My obsession began with a boy. My best friend and I had embarked on a two-month interrailing trip around Italy during our university break, and we began in Sicily. We began in Syracuse, to be specific: an idyllic, sun-drenched city, where we met a group of 20-something Sicilian men, who laid on the full monty of Italian charm. We were serenaded with accordions, ambushed with roses and ferried to and from parties in bashed-up Cinquecentos while we swigged Birra Morettis in the backseat. Gelato was bought and moonlit walks along the beach were had. Subtle it was not.
I became close to a bronzed local fireman called Carmelo who wore the kind of tiny shorts almost exclusively seen in the Med, and talked in what felt like a language built solely on ‘Amore mios’ and ‘sei Bellas’. I had a boyfriend at the time, so we never so much as kissed (though not through a lack of trying on his part). We held hands a few times, but that was as amorous as it got – the whole thing was very innocent.
We had spent a week in Syracusa and were off to Taormina, a town we’d heard about before our trip, but our new friends advised us not to go on there grounds it was expensive and touristy. Instead, they said, try Catania, a busy city further up the coast known for its nightlife. As two stubborn and bloody-minded travellers, we ignored them, ventured to Taormina and were soon stung by the prices and a general unwillingness to give a table to two scruffy young women who would stay all night and eat just bruschetta.

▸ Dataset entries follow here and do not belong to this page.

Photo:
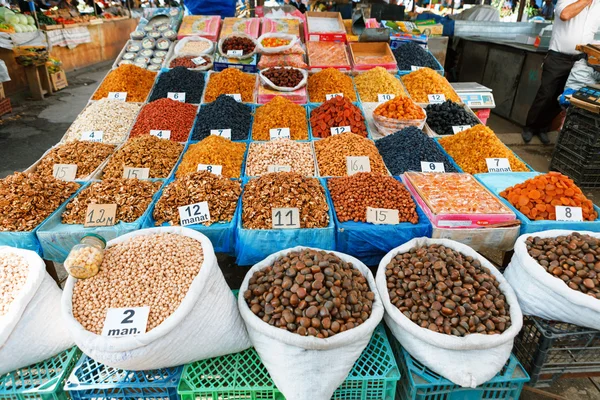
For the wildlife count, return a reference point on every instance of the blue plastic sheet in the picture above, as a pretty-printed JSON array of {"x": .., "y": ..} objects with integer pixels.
[
  {"x": 497, "y": 182},
  {"x": 221, "y": 235},
  {"x": 369, "y": 242},
  {"x": 253, "y": 245},
  {"x": 57, "y": 239}
]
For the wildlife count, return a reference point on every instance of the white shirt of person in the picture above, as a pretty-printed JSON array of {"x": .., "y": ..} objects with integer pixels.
[{"x": 566, "y": 35}]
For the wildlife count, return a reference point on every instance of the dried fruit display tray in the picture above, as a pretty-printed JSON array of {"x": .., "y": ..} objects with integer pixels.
[
  {"x": 243, "y": 376},
  {"x": 43, "y": 381}
]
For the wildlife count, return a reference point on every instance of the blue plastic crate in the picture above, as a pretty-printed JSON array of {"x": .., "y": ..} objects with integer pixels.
[
  {"x": 92, "y": 380},
  {"x": 420, "y": 383},
  {"x": 43, "y": 381},
  {"x": 244, "y": 376}
]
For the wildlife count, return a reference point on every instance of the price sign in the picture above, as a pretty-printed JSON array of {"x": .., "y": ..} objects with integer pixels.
[
  {"x": 279, "y": 168},
  {"x": 460, "y": 128},
  {"x": 122, "y": 96},
  {"x": 161, "y": 133},
  {"x": 125, "y": 321},
  {"x": 285, "y": 218},
  {"x": 100, "y": 215},
  {"x": 236, "y": 96},
  {"x": 381, "y": 216},
  {"x": 568, "y": 213},
  {"x": 385, "y": 97},
  {"x": 213, "y": 169},
  {"x": 65, "y": 172},
  {"x": 498, "y": 165},
  {"x": 332, "y": 95},
  {"x": 280, "y": 133},
  {"x": 192, "y": 214},
  {"x": 199, "y": 60},
  {"x": 139, "y": 173},
  {"x": 427, "y": 166},
  {"x": 177, "y": 96},
  {"x": 357, "y": 164},
  {"x": 226, "y": 133},
  {"x": 436, "y": 98},
  {"x": 336, "y": 130},
  {"x": 93, "y": 136}
]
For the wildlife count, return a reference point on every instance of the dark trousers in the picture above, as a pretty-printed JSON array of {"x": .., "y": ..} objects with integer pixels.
[{"x": 545, "y": 107}]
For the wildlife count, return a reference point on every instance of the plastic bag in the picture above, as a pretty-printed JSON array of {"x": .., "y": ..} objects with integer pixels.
[
  {"x": 206, "y": 324},
  {"x": 546, "y": 296},
  {"x": 33, "y": 329},
  {"x": 467, "y": 361},
  {"x": 242, "y": 57},
  {"x": 304, "y": 367},
  {"x": 270, "y": 84},
  {"x": 279, "y": 49}
]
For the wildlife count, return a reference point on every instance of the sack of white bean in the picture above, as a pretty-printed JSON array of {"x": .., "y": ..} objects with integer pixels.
[
  {"x": 449, "y": 308},
  {"x": 174, "y": 272},
  {"x": 309, "y": 313},
  {"x": 31, "y": 325}
]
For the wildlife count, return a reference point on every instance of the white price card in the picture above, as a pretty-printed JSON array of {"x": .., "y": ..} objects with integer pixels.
[
  {"x": 332, "y": 95},
  {"x": 213, "y": 169},
  {"x": 177, "y": 96},
  {"x": 280, "y": 133},
  {"x": 129, "y": 321},
  {"x": 65, "y": 172},
  {"x": 93, "y": 136},
  {"x": 381, "y": 216},
  {"x": 460, "y": 128},
  {"x": 279, "y": 168},
  {"x": 285, "y": 218},
  {"x": 436, "y": 98},
  {"x": 428, "y": 166},
  {"x": 225, "y": 133},
  {"x": 161, "y": 133},
  {"x": 100, "y": 215},
  {"x": 385, "y": 97},
  {"x": 236, "y": 96},
  {"x": 192, "y": 214},
  {"x": 568, "y": 213},
  {"x": 357, "y": 164},
  {"x": 199, "y": 60},
  {"x": 137, "y": 173},
  {"x": 336, "y": 130},
  {"x": 498, "y": 165},
  {"x": 117, "y": 96}
]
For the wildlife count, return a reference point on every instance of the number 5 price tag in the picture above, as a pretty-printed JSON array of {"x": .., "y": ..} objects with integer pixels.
[
  {"x": 125, "y": 321},
  {"x": 285, "y": 218},
  {"x": 568, "y": 213}
]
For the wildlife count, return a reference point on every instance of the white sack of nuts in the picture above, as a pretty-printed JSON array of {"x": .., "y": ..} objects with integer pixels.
[
  {"x": 543, "y": 295},
  {"x": 206, "y": 323},
  {"x": 307, "y": 367},
  {"x": 468, "y": 361},
  {"x": 31, "y": 326}
]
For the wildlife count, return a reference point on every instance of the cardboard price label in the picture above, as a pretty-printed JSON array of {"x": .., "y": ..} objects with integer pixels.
[
  {"x": 65, "y": 172},
  {"x": 285, "y": 218},
  {"x": 129, "y": 321},
  {"x": 192, "y": 214},
  {"x": 100, "y": 215}
]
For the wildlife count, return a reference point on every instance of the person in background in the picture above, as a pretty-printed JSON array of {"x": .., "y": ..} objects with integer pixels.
[{"x": 576, "y": 23}]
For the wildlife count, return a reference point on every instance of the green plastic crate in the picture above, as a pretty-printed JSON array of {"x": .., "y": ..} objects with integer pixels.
[
  {"x": 44, "y": 380},
  {"x": 244, "y": 376}
]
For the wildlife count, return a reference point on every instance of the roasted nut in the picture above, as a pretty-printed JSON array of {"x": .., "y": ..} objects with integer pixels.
[
  {"x": 220, "y": 193},
  {"x": 132, "y": 197},
  {"x": 28, "y": 199},
  {"x": 155, "y": 271}
]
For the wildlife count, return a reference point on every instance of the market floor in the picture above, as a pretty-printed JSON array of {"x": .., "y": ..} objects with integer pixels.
[{"x": 35, "y": 126}]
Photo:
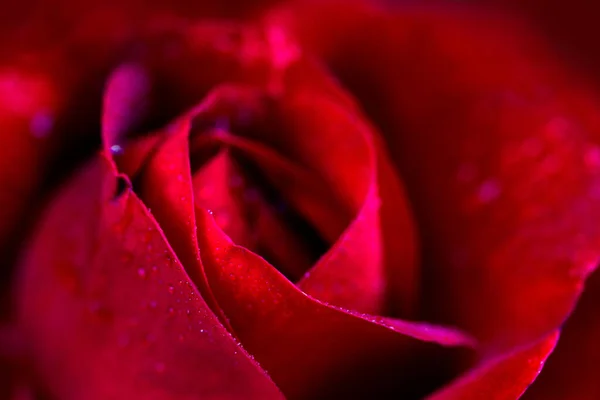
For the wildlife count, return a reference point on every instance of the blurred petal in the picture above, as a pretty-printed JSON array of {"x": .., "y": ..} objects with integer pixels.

So we headed to Catania, where the fireman and his friends met us in the piazza near our hostel. As the evening went on, the hostel staff laid more and more tables out in the square until there was no room left. There was live music (I’m not sure if this was planned or if someone just decided to start playing the guitar) and so much noise – the sound of car horns teamed with Italians having fun. The grey Baroque buildings made from volcanic rock as a result of neighbouring Etna were covered in graffiti and street art. The street lamps were golden and dim, presumably because any alternative was too costly, but it created a magical atmosphere. It smelt of cannabis and bougainvillea. It was scruffy, bohemian and alive – three characteristics I would come to understand are very Catanese. And that was it, I fell in love.
It may have been a handsome fireman that brought me there, but Catania became the main event and one of the greatest loves of my life. For over a decade now, I have returned there, usually once a year, with different friends and family, only recently bringing a boyfriend because I never wanted a memory of a breakup to tarnish the way I felt when I was there.
Every time I visited, I had a deeper experience. I met new people, discovered new restaurants, art installations, bars and clubs. As I matured, I turned to different places and appreciated different sides of the city and its culture. My 20s were spent sleeping all day and clubbing on the beach until 6am while we watched the sunrise over Etna. As I turned 30, I began to enjoy the food markets in earnest – never not delighting at seeing aubergines the size of pineapples and tomatoes as big my fist. In 2020, as we began Working From Home, I moved to Catania for two months, renting a place under a Baroque palace. I rose early and would join the locals for a coffee in the local bar, never not finding the early morning volume levels amusingly loud. I befriended my neighbours, who I still meet whenever I revisit.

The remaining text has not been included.